A couple of points: Autoscaling is your friend. If you're not leveraging it (mul...

spullara · on Sept 25, 2014

They are not rotating capacity for updates. They are patching a Xen security issue that will be announced on Oct 1. That is why they are rebooting machines and not forcing moves off of those machines. Otherwise, I agree with the advice.

coolbeans01 · on Sept 25, 2014

Could you please confirm or provide evidence for such speculation?

I don't see anything about this on google.

I heard it is because they are having power issues within their datacenter.

jabo · on Sept 25, 2014

May be this: http://xenbits.xen.org/xsa/

XSA-108 2014-10-01 12:00 (Prereleased, but embargoed)

coolbeans01 · on Sept 25, 2014

Cool speculation!

Anyone with anything concrete?

I still heard it is power issues.

reedloden · on Sept 25, 2014

Not sure how power issues would affect every single region. Logic dictates it's likely a security issue.

jsmthrowaway · on Sept 25, 2014

I'd just like to point out that you asked for concrete, then speculated based on something you heard.

aioprisan · on Sept 25, 2014

Aren't you speculating as well?

mdellabitta · on Sept 25, 2014

Restarting an instance (not stop-start) doesn't change the hardware you're on, so I don't think this has a physical explanation.

tehmasp · on Sept 25, 2014

all of our instances scheduled for maint. are indeed system-reboot event types; it is indeed a stop/start situation.

stop/start can possibly put you on another physical - but it all depends on how aws has setup the hypervisors and their instance schedulers.

this, the maint from aws, appears to be security related - but that doesn't mean that aws is not getting folks off of old hardware if they have that desire.

mdellabitta · on Sept 25, 2014

I think it's more complicated than that. Because Amazon is claiming that if you let them handle it, you keep your instance data. That's not a stop-start (at least what we ordinary users can do).

It's more like a system restart with a little downtime managed by them.

You can try a stop-start yourself, but it's not guaranteed to help. And a restart yourself doesn't do anything.

count · on Sept 25, 2014

within their datacenter? Wtf?
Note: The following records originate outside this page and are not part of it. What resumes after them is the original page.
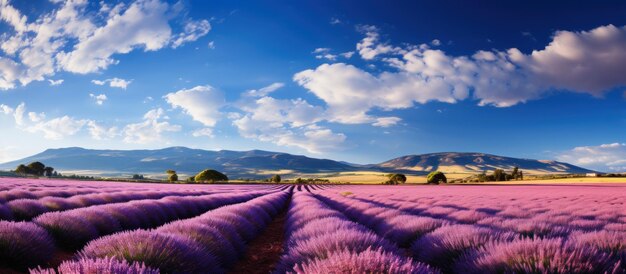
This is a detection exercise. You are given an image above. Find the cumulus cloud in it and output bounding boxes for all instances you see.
[87,121,119,140]
[123,108,181,144]
[0,0,211,88]
[164,85,225,127]
[294,24,626,126]
[25,116,88,140]
[557,143,626,172]
[89,93,108,105]
[91,78,132,89]
[192,128,214,138]
[0,104,13,114]
[27,111,45,122]
[47,79,63,86]
[171,19,211,48]
[1,102,87,139]
[244,82,285,97]
[232,84,345,154]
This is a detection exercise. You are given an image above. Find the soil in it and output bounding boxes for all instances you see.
[228,209,288,274]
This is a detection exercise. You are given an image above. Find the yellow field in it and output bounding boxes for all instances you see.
[317,171,472,184]
[317,172,626,185]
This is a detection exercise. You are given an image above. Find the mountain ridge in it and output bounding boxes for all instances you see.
[0,147,595,178]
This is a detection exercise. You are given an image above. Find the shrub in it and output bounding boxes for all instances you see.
[157,222,238,267]
[33,257,159,274]
[454,237,617,273]
[0,221,56,269]
[390,173,407,184]
[168,173,178,182]
[293,248,437,274]
[34,213,100,249]
[270,174,282,183]
[427,171,447,184]
[79,230,221,273]
[194,169,228,183]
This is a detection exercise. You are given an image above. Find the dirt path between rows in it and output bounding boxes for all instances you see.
[228,208,288,274]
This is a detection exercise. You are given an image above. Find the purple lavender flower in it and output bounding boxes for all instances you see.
[0,221,56,269]
[292,248,440,274]
[79,230,222,273]
[31,257,159,274]
[454,237,617,273]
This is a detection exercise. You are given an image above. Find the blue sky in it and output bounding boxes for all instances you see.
[0,0,625,171]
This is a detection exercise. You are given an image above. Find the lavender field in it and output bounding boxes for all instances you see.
[0,178,624,273]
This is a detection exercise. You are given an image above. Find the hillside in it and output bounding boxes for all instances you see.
[0,148,594,178]
[375,152,593,174]
[0,147,353,178]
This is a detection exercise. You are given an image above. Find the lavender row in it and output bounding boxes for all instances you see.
[34,190,272,250]
[0,189,222,221]
[1,191,270,271]
[276,192,438,274]
[35,191,291,273]
[315,189,625,273]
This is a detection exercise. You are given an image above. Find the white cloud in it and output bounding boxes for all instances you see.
[171,19,211,48]
[0,0,211,88]
[109,78,132,89]
[232,115,345,154]
[557,143,626,172]
[123,108,181,144]
[207,41,215,49]
[0,104,13,115]
[244,82,285,97]
[0,57,22,90]
[87,121,118,140]
[340,51,355,58]
[431,39,441,46]
[192,128,214,138]
[89,93,108,105]
[356,25,402,60]
[25,116,88,140]
[56,0,172,74]
[47,79,63,86]
[91,78,132,89]
[294,24,626,126]
[372,117,402,127]
[164,85,225,127]
[232,83,344,153]
[13,102,25,126]
[313,48,331,54]
[330,17,341,25]
[27,111,45,122]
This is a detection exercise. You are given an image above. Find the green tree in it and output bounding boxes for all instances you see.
[493,169,507,181]
[511,166,519,179]
[427,171,447,184]
[27,162,46,176]
[166,170,176,175]
[270,175,281,183]
[43,167,54,177]
[194,169,228,183]
[168,173,178,182]
[390,173,407,184]
[15,164,30,175]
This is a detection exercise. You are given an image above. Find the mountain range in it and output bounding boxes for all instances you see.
[0,147,594,178]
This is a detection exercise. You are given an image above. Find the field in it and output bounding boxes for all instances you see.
[0,178,624,273]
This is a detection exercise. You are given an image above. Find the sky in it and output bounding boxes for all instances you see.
[0,0,625,172]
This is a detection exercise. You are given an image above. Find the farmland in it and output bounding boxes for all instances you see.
[0,178,624,273]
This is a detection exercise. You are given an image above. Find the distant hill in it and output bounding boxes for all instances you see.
[0,147,354,178]
[0,148,594,178]
[374,152,594,174]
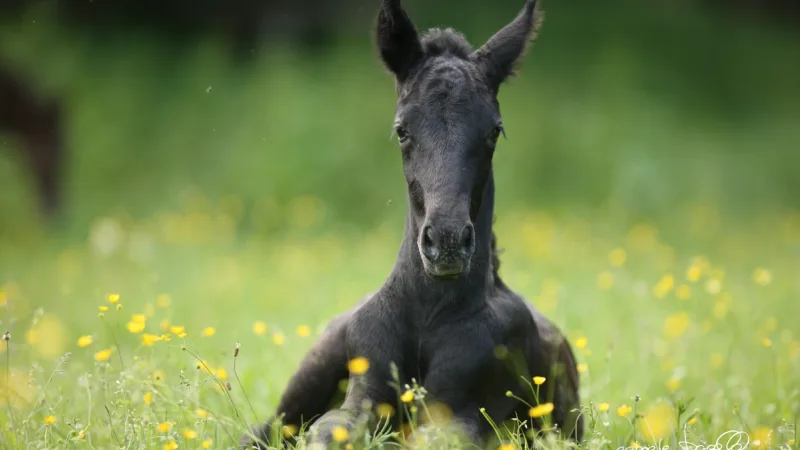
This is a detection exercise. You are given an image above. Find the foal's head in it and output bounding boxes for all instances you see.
[377,0,543,280]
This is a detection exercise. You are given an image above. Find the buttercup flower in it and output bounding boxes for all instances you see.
[95,348,112,362]
[528,402,554,418]
[347,357,369,375]
[252,321,267,336]
[332,426,349,442]
[77,335,93,348]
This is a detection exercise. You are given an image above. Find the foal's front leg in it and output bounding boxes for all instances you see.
[305,303,405,445]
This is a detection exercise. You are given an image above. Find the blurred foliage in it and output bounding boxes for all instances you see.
[0,0,798,240]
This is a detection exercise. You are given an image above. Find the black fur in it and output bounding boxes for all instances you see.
[241,1,583,448]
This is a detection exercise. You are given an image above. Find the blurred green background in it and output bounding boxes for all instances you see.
[0,1,799,447]
[1,0,798,238]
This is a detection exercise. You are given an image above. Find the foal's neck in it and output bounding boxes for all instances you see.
[386,172,498,303]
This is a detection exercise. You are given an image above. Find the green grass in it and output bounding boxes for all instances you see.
[0,200,798,448]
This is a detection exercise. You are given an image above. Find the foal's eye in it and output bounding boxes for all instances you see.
[491,125,505,141]
[395,126,409,142]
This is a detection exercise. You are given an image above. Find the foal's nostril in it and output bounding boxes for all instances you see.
[421,225,438,260]
[459,224,475,256]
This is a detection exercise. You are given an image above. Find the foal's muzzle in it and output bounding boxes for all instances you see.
[418,221,475,279]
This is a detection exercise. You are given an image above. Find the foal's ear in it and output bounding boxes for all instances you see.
[376,0,423,82]
[470,0,543,92]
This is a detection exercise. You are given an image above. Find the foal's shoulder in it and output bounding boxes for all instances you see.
[486,287,535,326]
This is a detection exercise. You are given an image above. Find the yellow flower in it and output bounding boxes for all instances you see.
[196,408,209,419]
[156,293,172,308]
[653,274,675,298]
[126,320,146,334]
[676,284,692,300]
[598,402,609,412]
[44,415,56,425]
[160,319,171,331]
[787,439,794,446]
[296,325,312,337]
[183,429,198,439]
[688,417,697,425]
[142,333,161,347]
[533,376,546,386]
[686,265,702,282]
[666,377,680,392]
[597,271,614,291]
[157,422,172,433]
[498,444,516,450]
[163,441,178,450]
[762,338,772,347]
[331,426,349,442]
[202,327,215,337]
[577,363,588,373]
[282,424,298,438]
[400,390,414,403]
[710,352,724,369]
[76,430,85,440]
[574,337,588,350]
[131,313,146,323]
[252,321,267,336]
[528,402,554,418]
[108,293,120,304]
[663,312,690,339]
[750,426,774,448]
[0,290,6,307]
[169,325,185,335]
[272,332,285,346]
[632,441,641,448]
[144,391,153,405]
[609,248,627,267]
[98,306,109,312]
[215,368,228,380]
[77,335,93,348]
[753,268,772,286]
[376,403,395,418]
[617,404,632,417]
[347,357,369,375]
[202,440,213,449]
[196,359,212,373]
[95,348,112,362]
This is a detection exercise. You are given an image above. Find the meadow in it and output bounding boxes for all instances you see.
[1,0,800,448]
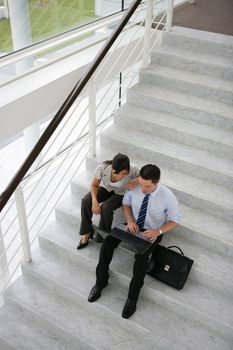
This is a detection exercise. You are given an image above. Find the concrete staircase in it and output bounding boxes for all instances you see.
[0,27,233,350]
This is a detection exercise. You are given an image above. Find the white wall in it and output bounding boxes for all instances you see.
[0,26,158,144]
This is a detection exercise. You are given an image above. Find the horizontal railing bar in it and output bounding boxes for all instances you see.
[21,105,89,204]
[0,9,127,68]
[0,3,146,70]
[22,109,113,184]
[0,241,22,279]
[0,0,142,212]
[1,258,23,296]
[0,229,20,262]
[0,10,146,88]
[28,113,112,249]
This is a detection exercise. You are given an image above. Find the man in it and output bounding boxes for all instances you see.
[88,164,181,319]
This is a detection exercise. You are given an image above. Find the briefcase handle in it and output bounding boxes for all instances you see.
[167,246,184,256]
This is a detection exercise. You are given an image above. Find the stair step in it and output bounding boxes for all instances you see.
[140,65,233,105]
[0,338,18,350]
[55,186,233,283]
[29,221,233,350]
[127,83,233,130]
[163,27,233,59]
[114,104,233,160]
[4,272,164,350]
[151,45,233,82]
[0,302,88,350]
[100,123,233,194]
[70,164,233,256]
[56,193,124,229]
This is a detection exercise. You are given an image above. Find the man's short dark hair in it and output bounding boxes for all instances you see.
[139,164,160,184]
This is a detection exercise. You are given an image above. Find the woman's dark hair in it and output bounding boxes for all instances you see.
[139,164,160,184]
[104,153,130,174]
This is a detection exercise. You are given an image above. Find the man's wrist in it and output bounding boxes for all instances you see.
[126,218,134,224]
[158,228,163,235]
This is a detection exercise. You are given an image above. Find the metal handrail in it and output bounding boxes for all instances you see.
[0,0,142,212]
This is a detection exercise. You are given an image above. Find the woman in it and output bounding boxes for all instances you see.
[77,153,139,249]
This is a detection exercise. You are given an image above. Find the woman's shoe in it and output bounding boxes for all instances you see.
[77,232,93,250]
[77,238,89,250]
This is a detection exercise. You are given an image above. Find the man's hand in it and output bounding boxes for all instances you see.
[143,229,160,241]
[126,222,139,234]
[92,201,101,215]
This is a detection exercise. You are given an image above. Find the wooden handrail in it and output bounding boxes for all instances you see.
[0,0,142,212]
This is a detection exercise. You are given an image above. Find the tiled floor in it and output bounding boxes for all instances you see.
[173,0,233,36]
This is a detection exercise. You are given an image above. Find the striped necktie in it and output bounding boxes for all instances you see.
[136,194,150,230]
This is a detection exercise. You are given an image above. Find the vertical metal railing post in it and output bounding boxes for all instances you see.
[119,0,125,107]
[0,222,10,296]
[121,0,125,11]
[142,0,153,68]
[88,77,97,157]
[15,186,32,263]
[165,0,174,31]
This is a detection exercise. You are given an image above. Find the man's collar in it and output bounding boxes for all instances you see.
[149,183,161,197]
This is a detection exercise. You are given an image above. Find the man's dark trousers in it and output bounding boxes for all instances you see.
[96,235,162,300]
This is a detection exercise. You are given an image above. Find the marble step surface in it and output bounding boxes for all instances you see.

Do you have any idea how big AWS is?

Xorlev · on Sept 25, 2014

This helps services, but as some point you have to run a database layer too ;) Cassandra helps, but it's not the whole story during large-scale close together reboots like these.

It ends up being a decent bit of manual operator time spent when security patches force AWS to reboot. You have to be pretty careful about any service that can't lose members as quickly due to bootstrap times or technology limitations, e.g. RDBMSes.
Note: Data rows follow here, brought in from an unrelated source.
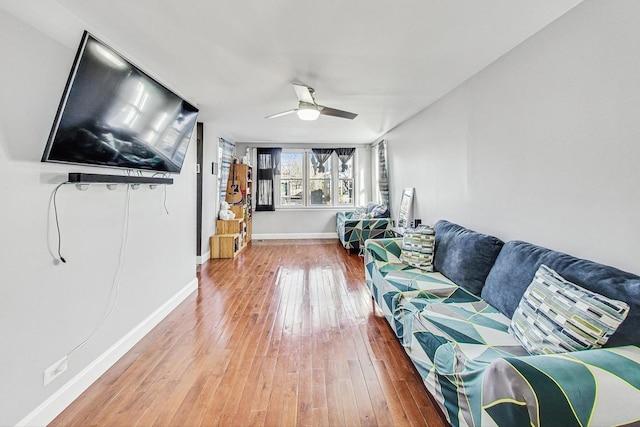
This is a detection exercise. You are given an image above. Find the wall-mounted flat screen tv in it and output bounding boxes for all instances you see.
[42,31,199,173]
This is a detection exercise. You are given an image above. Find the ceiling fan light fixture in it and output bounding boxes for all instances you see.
[266,85,356,121]
[296,104,320,121]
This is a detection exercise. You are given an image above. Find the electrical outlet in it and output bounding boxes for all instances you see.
[43,356,68,386]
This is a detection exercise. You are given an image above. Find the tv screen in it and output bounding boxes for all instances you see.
[42,31,199,173]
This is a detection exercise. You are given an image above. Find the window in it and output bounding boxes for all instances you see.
[280,151,304,207]
[337,154,354,205]
[276,149,355,208]
[309,150,332,206]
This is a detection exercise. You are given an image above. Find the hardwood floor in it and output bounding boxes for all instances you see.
[51,239,446,427]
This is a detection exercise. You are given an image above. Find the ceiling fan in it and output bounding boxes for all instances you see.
[266,84,358,121]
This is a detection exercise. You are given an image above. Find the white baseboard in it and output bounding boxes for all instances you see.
[253,232,338,240]
[196,251,210,265]
[17,277,199,427]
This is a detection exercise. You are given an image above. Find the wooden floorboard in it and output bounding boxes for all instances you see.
[50,239,447,427]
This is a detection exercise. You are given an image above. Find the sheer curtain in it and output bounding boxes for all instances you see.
[273,148,282,175]
[218,137,235,203]
[335,147,355,172]
[377,140,389,205]
[311,148,333,173]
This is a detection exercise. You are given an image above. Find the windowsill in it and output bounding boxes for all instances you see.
[272,206,355,211]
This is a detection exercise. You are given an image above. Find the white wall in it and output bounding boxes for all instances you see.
[0,10,198,425]
[236,143,372,237]
[385,0,640,274]
[199,125,221,260]
[252,209,341,237]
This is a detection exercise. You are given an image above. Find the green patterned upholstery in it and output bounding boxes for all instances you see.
[406,301,529,425]
[365,237,403,262]
[482,345,640,426]
[404,297,640,427]
[337,211,393,253]
[364,232,640,427]
[365,239,462,337]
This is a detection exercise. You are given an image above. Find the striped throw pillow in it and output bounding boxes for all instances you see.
[400,226,435,271]
[510,264,629,355]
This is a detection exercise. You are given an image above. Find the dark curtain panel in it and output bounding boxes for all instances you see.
[335,147,355,172]
[255,147,281,211]
[311,148,334,173]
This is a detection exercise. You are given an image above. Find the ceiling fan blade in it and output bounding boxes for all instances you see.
[293,84,315,104]
[266,109,297,119]
[318,106,358,120]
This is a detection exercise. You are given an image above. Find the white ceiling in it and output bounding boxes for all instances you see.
[3,0,583,144]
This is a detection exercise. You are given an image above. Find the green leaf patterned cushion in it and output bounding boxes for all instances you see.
[400,226,435,271]
[510,264,630,355]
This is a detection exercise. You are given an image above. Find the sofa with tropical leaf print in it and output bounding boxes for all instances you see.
[364,220,640,427]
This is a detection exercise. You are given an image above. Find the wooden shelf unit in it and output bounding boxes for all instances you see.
[210,234,240,259]
[228,163,253,243]
[210,163,253,260]
[210,218,246,259]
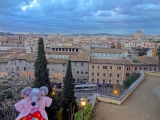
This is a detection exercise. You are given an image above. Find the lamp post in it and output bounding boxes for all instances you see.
[80,96,87,120]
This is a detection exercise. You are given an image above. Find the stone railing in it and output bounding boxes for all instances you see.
[97,70,145,105]
[144,71,160,76]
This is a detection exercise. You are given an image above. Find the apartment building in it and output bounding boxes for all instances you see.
[88,59,132,85]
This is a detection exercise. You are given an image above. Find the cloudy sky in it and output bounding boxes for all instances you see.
[0,0,160,34]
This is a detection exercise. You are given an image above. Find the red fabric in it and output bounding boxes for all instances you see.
[20,110,44,120]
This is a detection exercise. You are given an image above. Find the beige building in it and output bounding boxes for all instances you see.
[89,59,132,85]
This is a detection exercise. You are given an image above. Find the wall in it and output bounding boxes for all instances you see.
[89,64,124,85]
[144,71,160,76]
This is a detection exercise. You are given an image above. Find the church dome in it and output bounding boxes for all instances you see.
[135,29,143,35]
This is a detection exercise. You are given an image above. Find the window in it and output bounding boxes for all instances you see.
[149,67,152,71]
[12,68,13,70]
[140,67,142,70]
[103,73,106,76]
[17,67,19,70]
[97,66,99,69]
[63,70,65,72]
[109,73,112,77]
[135,67,137,70]
[76,49,78,52]
[110,66,112,69]
[127,67,130,71]
[97,73,99,76]
[77,78,79,81]
[92,79,94,83]
[103,66,107,69]
[81,71,83,74]
[77,71,79,74]
[69,48,71,52]
[117,74,119,77]
[62,64,65,66]
[52,69,54,71]
[92,72,94,76]
[81,63,84,66]
[117,66,121,70]
[62,48,64,51]
[86,72,88,74]
[28,67,30,69]
[6,68,8,70]
[144,67,145,70]
[24,67,26,71]
[154,67,156,71]
[92,65,94,69]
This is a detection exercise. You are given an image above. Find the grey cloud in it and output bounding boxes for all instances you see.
[0,0,160,34]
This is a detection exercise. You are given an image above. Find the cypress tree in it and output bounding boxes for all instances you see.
[33,37,58,120]
[33,37,52,91]
[62,60,77,120]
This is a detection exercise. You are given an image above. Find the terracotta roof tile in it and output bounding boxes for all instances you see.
[137,56,158,65]
[90,58,133,65]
For things running in an ASG, it's trivial to let it die or just kill it.

pas256 · on Sept 25, 2014

Each AZ looks to me like it is a day apart. Surely that is enough time.

kennu · on Sept 25, 2014

Autoscaling is your friend, but you can also use "auto-healing" if your stack is built on Amazon's AWS OpsWorks and you just want to keep a single instance alive. It will automatically spawn a replacement instance and reattach and mount any EBS volumes.

eropple · on Sept 25, 2014

My understanding is that that doesn't work correctly in the case of AZ failure; the EBS data isn't duped to another AZ and so your instance will fail to come up. So it's not really a solution.

kennu · on Sept 26, 2014

Quite possible. But it depends on what level of disaster you want to protect yourself from. Single EC2 instance termination is much more common than an entire availability zone going down. I'd say OpsWorks auto-healing is better than just running a standalone EC2 instance, and configuring a full auto-scaling setup with your own custom AMIs and boot scripts is even better, but also much more work.

eropple · on Sept 29, 2014

Fair enough. Not saying it's not usable for some stuff, by any means. (Though OpsWorks in general leaves me feeling a little itchy.)

madaxe_again · on Sept 25, 2014

Yes, isn't it wonderful that you have to completely remake your autoscaling groups every time you add/remove/modify an ELB. Thank Cthulhu (or opscode...) for chef.